The End of Servers as We Know Them?
Powerful prediction that servers will be no more in 5 to 10 years.
Are we seeing the end of servers as we know them in the enterprise data center? I don’t mean companies going to the public cloud and consuming serverless. I mean, no more black/gray boxes inside of traditional server racks.
Ironically, I just spent half of my morning chasing down $150,000 in demo equipment shipped to the wrong address. How’s your day? But I digress.
Technologies such as S3, Serverless, DBaaS are erasing server host constructs. We can now write code that runs on a platform against some persistent data layer. It’s becoming common to think about solving the logical problem by cobbling together the various services.
Today, those various services run on boxes in someone’s data center. AWS has to figure out have to make PaaS seem like a service free of the boundaries of a system with 4-processors and 4TB of RAM. These types of concerns move down to the enterprise data center.

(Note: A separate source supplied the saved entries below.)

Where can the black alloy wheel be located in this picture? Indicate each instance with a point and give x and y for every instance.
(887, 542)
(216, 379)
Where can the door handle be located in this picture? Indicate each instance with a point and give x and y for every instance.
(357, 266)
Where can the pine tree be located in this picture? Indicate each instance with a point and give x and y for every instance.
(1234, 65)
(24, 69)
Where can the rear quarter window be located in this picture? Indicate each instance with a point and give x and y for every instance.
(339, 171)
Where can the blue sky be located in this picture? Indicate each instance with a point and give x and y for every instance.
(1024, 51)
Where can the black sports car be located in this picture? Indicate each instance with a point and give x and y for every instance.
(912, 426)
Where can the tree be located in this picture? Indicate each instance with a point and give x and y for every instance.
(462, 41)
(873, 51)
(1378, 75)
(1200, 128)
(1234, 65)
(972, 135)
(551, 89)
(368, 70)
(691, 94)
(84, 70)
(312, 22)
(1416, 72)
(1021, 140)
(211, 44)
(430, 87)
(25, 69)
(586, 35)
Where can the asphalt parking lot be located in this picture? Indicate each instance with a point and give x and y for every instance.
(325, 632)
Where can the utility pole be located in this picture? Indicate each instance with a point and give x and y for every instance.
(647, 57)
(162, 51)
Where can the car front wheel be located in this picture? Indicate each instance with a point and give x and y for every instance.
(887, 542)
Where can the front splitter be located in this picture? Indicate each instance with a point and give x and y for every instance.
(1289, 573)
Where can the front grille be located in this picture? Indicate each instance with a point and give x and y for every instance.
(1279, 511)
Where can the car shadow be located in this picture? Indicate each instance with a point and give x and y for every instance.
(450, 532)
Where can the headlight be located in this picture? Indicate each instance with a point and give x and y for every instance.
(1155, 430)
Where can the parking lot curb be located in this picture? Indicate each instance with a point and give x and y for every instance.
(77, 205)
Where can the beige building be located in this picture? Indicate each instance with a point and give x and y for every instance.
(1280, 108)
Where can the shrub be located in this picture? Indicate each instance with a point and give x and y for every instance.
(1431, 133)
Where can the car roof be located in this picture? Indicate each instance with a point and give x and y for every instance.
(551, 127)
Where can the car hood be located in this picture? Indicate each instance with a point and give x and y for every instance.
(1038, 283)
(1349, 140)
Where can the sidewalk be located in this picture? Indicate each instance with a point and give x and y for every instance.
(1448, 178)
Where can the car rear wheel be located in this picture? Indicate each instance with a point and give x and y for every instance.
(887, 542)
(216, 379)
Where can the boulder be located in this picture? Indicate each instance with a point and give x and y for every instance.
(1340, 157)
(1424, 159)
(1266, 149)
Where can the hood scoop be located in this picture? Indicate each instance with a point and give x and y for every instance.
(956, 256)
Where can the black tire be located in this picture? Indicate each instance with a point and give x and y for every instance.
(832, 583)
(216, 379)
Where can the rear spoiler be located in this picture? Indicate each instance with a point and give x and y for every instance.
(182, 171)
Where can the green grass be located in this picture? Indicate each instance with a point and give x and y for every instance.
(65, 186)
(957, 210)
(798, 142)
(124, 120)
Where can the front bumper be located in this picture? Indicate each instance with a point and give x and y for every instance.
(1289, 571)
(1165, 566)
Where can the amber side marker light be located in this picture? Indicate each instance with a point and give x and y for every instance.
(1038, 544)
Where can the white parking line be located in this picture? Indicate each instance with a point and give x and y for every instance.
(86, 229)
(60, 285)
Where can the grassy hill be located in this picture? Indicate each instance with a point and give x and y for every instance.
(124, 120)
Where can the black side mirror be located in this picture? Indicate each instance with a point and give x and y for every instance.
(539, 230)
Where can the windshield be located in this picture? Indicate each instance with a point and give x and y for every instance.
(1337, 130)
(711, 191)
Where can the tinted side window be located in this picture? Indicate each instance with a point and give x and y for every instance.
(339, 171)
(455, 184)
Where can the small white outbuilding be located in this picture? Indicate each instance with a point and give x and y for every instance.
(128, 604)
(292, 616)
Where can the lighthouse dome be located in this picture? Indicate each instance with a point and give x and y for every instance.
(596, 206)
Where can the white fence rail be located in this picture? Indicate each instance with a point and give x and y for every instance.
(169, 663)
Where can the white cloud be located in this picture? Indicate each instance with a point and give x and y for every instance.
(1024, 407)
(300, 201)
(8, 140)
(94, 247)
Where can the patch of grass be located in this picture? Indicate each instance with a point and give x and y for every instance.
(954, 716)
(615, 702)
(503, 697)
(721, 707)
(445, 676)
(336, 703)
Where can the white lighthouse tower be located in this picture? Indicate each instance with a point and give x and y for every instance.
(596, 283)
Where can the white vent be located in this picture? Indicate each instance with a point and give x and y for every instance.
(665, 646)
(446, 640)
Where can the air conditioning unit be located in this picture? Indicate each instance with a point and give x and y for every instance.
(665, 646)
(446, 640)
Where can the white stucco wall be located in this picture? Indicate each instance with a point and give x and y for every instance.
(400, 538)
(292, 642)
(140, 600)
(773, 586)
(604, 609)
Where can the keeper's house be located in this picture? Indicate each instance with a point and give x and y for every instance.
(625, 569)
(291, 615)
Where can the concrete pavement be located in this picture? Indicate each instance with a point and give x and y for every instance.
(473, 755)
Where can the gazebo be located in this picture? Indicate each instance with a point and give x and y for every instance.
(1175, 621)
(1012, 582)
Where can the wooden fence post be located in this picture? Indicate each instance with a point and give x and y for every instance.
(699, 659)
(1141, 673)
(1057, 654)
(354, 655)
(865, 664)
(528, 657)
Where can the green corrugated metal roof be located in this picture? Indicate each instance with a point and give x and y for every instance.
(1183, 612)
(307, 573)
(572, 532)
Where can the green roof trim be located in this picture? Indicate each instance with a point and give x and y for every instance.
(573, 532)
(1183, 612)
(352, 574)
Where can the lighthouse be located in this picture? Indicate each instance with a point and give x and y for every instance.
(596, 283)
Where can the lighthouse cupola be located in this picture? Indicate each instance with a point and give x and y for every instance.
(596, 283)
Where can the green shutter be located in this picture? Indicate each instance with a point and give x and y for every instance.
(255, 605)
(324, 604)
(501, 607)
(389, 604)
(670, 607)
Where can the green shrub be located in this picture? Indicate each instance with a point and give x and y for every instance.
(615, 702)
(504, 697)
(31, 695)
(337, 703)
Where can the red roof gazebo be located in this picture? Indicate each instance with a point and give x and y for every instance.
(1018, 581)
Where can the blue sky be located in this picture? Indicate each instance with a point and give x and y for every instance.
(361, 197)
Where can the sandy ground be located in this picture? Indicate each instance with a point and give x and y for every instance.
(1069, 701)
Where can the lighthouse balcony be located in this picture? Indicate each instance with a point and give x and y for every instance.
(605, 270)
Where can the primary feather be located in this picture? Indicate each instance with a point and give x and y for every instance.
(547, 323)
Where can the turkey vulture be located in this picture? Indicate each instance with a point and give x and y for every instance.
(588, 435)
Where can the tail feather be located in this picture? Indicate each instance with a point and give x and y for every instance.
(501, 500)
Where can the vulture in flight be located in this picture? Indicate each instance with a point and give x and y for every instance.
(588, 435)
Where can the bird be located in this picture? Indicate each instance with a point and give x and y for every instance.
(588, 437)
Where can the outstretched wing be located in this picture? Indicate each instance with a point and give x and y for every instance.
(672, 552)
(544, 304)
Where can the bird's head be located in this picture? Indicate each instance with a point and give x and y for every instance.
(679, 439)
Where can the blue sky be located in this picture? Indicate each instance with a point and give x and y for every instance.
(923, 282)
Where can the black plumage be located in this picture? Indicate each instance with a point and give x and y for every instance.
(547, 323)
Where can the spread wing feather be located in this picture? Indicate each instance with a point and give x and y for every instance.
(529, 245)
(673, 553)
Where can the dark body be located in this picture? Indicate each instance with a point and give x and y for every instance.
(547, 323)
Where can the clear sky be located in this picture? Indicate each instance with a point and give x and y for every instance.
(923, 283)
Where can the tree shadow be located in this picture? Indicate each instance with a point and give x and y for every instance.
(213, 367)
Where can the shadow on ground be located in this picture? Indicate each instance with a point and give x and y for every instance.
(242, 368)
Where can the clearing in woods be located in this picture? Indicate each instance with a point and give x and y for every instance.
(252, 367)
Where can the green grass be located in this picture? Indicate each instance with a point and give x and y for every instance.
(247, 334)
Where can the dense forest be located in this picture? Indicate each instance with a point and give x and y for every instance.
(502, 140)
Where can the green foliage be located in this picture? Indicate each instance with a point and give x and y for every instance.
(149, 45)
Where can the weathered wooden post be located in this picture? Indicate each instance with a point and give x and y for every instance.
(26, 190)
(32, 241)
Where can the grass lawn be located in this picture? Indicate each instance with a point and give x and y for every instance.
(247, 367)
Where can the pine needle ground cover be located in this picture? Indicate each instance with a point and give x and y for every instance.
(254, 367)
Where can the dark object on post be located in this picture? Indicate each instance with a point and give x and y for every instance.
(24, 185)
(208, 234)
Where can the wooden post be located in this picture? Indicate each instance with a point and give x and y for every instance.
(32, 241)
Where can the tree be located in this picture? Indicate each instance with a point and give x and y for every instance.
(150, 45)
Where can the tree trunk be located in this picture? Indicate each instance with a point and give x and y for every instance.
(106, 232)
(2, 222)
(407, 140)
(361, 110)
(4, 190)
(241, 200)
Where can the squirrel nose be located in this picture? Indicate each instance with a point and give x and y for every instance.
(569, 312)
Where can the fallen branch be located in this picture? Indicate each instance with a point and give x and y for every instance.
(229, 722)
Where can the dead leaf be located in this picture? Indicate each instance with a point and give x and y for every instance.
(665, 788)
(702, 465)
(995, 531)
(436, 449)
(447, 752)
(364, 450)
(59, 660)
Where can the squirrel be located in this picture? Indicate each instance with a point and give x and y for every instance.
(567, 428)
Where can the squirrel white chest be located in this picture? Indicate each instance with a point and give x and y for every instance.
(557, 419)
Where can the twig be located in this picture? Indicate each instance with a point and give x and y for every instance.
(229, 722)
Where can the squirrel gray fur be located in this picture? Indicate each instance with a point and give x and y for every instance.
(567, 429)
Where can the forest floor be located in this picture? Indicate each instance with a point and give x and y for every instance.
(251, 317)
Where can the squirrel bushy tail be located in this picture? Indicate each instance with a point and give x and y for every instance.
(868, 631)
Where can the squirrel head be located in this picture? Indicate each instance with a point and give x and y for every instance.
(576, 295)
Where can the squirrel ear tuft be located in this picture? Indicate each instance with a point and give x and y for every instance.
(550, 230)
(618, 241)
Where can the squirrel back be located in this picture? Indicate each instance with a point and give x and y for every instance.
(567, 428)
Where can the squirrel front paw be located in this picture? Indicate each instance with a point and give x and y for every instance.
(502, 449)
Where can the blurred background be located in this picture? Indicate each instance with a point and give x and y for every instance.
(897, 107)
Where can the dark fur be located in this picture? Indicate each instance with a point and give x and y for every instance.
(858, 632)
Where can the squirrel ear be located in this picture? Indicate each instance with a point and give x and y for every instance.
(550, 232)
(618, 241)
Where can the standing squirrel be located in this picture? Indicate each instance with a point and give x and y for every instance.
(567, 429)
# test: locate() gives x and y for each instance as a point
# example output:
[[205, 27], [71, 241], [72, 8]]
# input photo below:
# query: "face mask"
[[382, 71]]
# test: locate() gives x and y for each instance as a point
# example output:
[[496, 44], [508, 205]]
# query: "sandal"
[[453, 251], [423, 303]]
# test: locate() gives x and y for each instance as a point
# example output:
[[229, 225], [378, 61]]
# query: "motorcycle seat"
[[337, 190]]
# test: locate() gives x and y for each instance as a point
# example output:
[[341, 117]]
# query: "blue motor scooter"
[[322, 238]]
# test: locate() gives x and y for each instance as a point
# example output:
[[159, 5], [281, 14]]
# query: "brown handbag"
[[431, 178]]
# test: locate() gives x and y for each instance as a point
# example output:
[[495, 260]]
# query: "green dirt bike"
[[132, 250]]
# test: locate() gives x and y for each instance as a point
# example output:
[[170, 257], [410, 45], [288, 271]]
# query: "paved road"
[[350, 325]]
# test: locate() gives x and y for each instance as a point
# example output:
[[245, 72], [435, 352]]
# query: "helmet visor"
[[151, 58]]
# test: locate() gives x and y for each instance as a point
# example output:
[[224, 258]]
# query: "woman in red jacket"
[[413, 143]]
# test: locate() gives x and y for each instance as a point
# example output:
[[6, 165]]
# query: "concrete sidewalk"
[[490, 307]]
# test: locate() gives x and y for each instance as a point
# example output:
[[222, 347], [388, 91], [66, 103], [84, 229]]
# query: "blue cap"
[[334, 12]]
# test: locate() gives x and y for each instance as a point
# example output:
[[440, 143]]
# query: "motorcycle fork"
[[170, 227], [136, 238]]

This morning, I read a great piece on TheNextPlatform talking about PCI 4 and PCI 5 as the future of enterprise data center design. It’s a maturing view similar to HPE’s The Machine. While many people (me included) expected The Machine to be a genuine product, it is aspirational and a journey to the next data center architecture.
I’d love to know what you think. Will large-scale data center design abandon the traditional standalone system? Or will we buy bigger and bigger boxes for the foreseeable future?